Remembering Maternal Bodies is a collection of essays about the writings of several Latina and Latin American women writers who remember their mothers, and/or challenge our commonly held beliefs about motherhood and maternity, in an effort to stop depression and melancholy. It suggests that the widespread violent depression and sometimes suicidal melancholy that haunts our culture and society is the result of a terrible fantasy about the way we become ourselves. This fantasy has a matricide at its core, and this matricide will continue to have its depressing effect on us as long as it remains in place and invisible. The authors showcased in this book make visible this fantasy and change it in their works in an effort to bring us out of our depression and melancholy.

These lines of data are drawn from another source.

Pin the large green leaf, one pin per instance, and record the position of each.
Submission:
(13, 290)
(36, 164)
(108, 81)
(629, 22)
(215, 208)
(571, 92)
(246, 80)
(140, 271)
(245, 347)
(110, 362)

The Mother Tongue * Transformative Witnessing * Maternal Jouissance * Labile Time * Memoirs for the Abject * Accidents of Chicana Feminisms * Body, Language and Memory
Benigno Trigo is currently Associate Professor of literature at Vanderbilt University. His areas of expertise include literary theory, psychoanalysis, and Spanish American literature. His publications include Subjects of Crisis: Race and Gender as Disease in Latin America (2000), Noir Anxiety (Co-authored with Kelly Oliver, 2003) and Foucault and Latin America: Deployments and Appropriations of Discursive Analysis (2002).